As Jason Lee said to Ben Affleck in Chasing Amy, at that point the passenger was probably “more crudded up than the monkey in Outbreak.”
Another video of inflight yoga is going viral and discussion centers around whether or not it’s appropriate on a plane. (HT: Ryan Boyd)
Dressed for the occasion in patterned yoga pants and wearing headphones, Kay seems unaffected by those around her as she goes through the moves.
Several commenters who spotted the video on Facebook and YouTube quickly denounced her actions, saying that they would not want to see this happening in a public space, reports The Sun.
“No. There should be rules against this stuff,” one person commented. “Nobody needs to see people flailing about on planes, this is not ur living room.”
“I’m torn, because on one hand this feels obnoxious and attention seeking, but on the other hand I totally get the need to stretch because flights are stupidly cramped,” added another.
Yoga Instructor Kate Kay felt she needed to stretch after heading off on an early flight.

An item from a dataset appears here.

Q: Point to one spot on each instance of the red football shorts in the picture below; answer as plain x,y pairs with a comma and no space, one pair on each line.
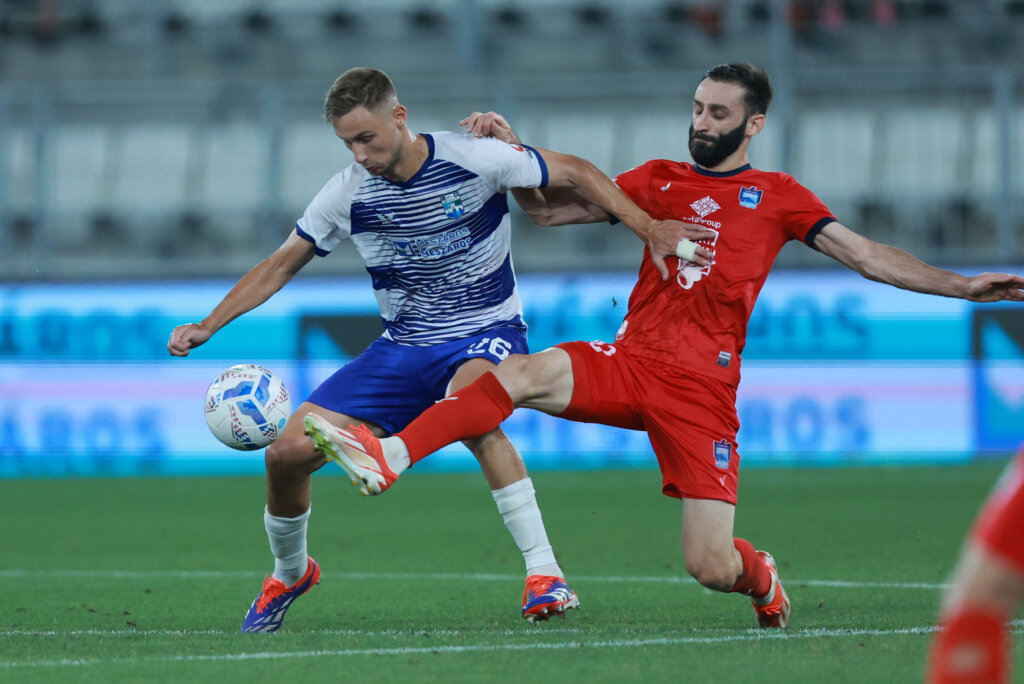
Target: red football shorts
690,419
999,526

I think there are several ways we can look at this.
- It’s free entertainment for the rest of the plane. American Airlines is moving away from seat back video screens, anything to pass the time in coach becomes more important.
- It’s important not to obstruct the aisle or block service or the lavatories. So mindfulness is the key to appropriateness.
- However if everyone did this it would present a problem. So is it first come first served, or a categorical imperative? Should one coach passenger be able to do something that every passenger could not?
Ultimately I think as long as passengers follow flight crew instructions, don’t obstruct other passengers, and are good at it then it’s fine for one passenger — first come first served — to practice yoga in the aisle. Violate any of these conditions and it becomes a problem, and potential flight diversion, and a matter for law enforcement that ends possibly dragging the yogi down the aisle (in an epic ‘assist’).